Data profiling tools, as well as standalone auditing utilities, often provide capabilities for proactively validating data against a set of defined (or discovered) business rules. In this way, the analysts can distinguish those records that conform to defined data quality expectations from those that don’t, which in turn can contribute to baseline measurements and ongoing auditing for data quality reporting.

What to look for in data quality tools and vendors
There are two interesting notions to keep in mind when considering data quality tools. First, every organization’s needs are different, depending on the type of company, industry and business processes and their corresponding dependence on the use of high-quality data. Second, while the needs may be different, the ways that those can be addressed are often very similar, although different vendors may address those issues with greater degrees of accuracy and precision (and, naturally, cost).Weighing both of these notions together, the conclusion is that what will distinguish the suitability of one product over the others is more than just functionality, especially as data quality technology becomes more of a commodity capability.

Along with functionality, consider cost, installed base, vendor stability, training and support capabilities, as well as the pool of talent that can be tapped to help integrate the tools within a governed data quality program. In addition, because there have been many corporate acquisitions within the data quality market, consider whether or not a specific tool offering necessitates purchasing a full-blown suite of products. Alternatively, one must consider the level of comfort of purchasing one component of a vendor’s tools suite with the expectation that it will integrate well with other tools already in use within the environment.

Business needs assessment and data quality tools requirements
The desire to acquire data quality tools should be tempered by the assessment process—too often, the technology is purchased long before the specific business needs have been determined. Therefore, it is worthwhile to perform a high-level data quality assessment with these specific objectives:

  • Identify business processes that are affected by data quality issues.
  • Identify the data elements that are critical to the successful execution of those business processes.
  • Evaluate the types of errors and data flaws that can occur.
  • Quantify business impacts associated with each of those errors.
  • Prioritize issues based on potential business impacts.
  • Consider the data quality improvements that can be applied to alleviate the business impacts.

While this process is presented simply above, there are many subtleties that may require additional expertise.
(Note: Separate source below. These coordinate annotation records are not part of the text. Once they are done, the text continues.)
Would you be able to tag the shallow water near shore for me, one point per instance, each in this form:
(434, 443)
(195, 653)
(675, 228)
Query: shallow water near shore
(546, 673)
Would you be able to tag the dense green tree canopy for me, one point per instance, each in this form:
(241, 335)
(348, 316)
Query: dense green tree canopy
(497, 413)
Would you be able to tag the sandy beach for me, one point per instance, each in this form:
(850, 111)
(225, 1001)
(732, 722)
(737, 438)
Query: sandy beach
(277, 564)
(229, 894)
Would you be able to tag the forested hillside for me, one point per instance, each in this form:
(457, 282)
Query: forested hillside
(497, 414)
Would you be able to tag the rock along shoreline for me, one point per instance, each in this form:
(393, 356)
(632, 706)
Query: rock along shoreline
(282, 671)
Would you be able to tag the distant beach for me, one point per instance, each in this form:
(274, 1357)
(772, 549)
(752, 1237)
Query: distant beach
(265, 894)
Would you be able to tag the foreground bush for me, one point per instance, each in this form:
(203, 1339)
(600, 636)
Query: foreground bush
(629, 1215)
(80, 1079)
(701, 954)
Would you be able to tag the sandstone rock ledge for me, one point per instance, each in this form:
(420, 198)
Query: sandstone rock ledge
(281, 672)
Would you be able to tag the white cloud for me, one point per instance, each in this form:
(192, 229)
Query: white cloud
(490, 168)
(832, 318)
To expedite this assessment, you may consider partnering with expert consultants that can perform the rapid assessment while simultaneously training your staff to replicate the process on other data sets. General requirements for data quality tools

As a result of this process, companies should arrive at a prioritized list of improvements, which should frame the discussion of requirements analysis, both from the data quality standpoint and from the systemic and environmental aspects. For example, determining that duplicated customer records lead to business risks would suggest that duplicate elimination is advisable. This requires tools for determining when there are duplicates (identity resolution) and for cleansing (parsing and standardization, enhancement).

There are also degrees of precision, however. If your company is a mail-order vendor sending out duplicate catalogs, the risk is increased costs and lowered response, but 100% de-duplication may not be a requirement. But attempting to identify terrorists at the airport security gate may pose a significant risk in terms of passenger safety, necessitating much greater precision in identity resolution. Increased precision is likely to correspond to increased costs, and this is another consideration.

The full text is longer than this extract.